Bridging institutions that can be a gateway into politics for young people
Too much of the youth engagement efforts have a core message of ‘engagement’, whereas many young people are looking for something to engage in and for. There needs to be some clear issue or value-based campaigns providing a gateway into politics and new spaces where generations can enter into constructive dialogue together. The EveryDaySexism campaign and campaigns such as CitySafe led by Citizens UK are examples of where these approaches have worked in engaging young voters.
Investment in relationship building
For the hardest-to-reach young people there has to be real investment in relationship-based community organising. This is the hard, community-based work of turning up to where young people are, listening, and supporting them to shape their own campaigns. This can be painstakingly slow with those who have least trust and it requires creativity and perseverance. A recent example from a ‘public collaboration lab’ Camden council are running with Central Saint Martins (CSM) saw a group of CSM students tasked with redesigning youth centres in some of our most deprived areas. They at first struggled to engage with some of the hard-to-reach young people who use our services. They tried food, meetings, one-to-one discussions and were met with silence and resistance. Eventually they took a decision to start dynamically changing the young people’s space – moving the pool table, adding new features.

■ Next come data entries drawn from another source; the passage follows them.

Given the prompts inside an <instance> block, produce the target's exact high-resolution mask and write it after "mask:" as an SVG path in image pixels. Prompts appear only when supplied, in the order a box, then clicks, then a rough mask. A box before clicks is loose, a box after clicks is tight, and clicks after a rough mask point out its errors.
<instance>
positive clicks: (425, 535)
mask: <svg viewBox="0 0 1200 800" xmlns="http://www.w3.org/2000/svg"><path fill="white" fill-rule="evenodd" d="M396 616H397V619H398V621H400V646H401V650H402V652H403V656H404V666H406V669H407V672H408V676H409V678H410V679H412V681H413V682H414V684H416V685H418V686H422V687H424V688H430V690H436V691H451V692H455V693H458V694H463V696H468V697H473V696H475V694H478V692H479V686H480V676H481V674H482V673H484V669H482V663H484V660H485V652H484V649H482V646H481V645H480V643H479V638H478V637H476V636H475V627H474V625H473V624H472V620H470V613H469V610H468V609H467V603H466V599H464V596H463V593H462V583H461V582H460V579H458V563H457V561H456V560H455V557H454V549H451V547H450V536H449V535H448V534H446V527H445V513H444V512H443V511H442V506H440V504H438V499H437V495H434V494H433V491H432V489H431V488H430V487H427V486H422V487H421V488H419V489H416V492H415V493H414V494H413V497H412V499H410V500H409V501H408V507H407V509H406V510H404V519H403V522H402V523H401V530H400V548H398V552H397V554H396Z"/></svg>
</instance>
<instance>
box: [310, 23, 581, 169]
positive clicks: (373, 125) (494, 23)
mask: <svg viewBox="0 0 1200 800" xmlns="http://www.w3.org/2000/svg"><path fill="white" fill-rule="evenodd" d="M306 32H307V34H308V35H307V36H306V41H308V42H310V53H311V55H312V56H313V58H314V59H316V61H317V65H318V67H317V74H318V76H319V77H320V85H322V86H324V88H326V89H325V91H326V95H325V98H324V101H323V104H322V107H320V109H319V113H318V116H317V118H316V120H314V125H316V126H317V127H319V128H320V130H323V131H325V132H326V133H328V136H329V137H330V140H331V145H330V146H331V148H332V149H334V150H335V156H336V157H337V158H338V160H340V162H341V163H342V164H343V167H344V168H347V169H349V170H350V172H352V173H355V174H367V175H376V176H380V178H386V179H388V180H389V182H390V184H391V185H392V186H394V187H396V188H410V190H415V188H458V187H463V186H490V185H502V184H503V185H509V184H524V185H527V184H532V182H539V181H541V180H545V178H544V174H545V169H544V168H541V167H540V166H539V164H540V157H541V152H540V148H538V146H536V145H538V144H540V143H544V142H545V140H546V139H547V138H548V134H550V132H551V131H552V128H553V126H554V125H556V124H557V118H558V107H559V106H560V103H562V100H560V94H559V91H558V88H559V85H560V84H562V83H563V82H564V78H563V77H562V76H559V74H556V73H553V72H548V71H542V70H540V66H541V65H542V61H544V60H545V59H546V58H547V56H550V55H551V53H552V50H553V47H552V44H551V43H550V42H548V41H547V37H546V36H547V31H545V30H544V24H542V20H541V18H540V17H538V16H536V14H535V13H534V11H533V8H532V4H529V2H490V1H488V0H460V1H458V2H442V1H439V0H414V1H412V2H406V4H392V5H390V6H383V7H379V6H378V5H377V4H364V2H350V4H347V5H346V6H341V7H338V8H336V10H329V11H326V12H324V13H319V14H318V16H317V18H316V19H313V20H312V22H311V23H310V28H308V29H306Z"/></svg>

The young people responded, writing their feedback, questioning the changes and by the end of the process that silent group had come to present their ideas to the council. Other young people are using spoken word poetry, music and art to reach their peers.
Sharing power
The most successful youth movements give young people a sense of belonging and ownership. This has implications for the design of public services but also the process of politics. In my view this calls for elements of direct democracy such as civic jury days which provide young citizens the chance to understand, explore and make decisions on a political issue in an intergenerational setting. Young people may have hada stronger sense of belonging to the EU if the European Social Funds earmarked for young people had been spent through a process of participatory budget setting which included the disadvantaged young people it sought to serve. Political parties and campaigns need to give thought to how they provide opportunities for young supporters to express their individuality and autonomy within a wider movement. Participation does not stop with politics and there is an important agenda around championing participation in workplaces through mutual ownership, cooperative principles and employee involvement in governance.
A policy agenda that speaks to the issues young people care about
Young people often sit outside traditional left-right framework and their views can be hard to reconcile as they are pragmatic and solutions orientated. There is a distributional imperative to spend more on support for young people and especially disadvantaged young people who have seen the share of national and local spending they receive decrease. A political agenda focused on their aspirations is a strong place to start – jobs, support for entrepreneurship and self-employment, and career progression.
The referendum showed that progressive political projects pay the price for allowing young people to stay disengaged from politics. Last minute ‘catch up’ attempts to re-engage will not work on an audience that has tuned out. There now has to be a long-term effort to engage with the worldview of this generation.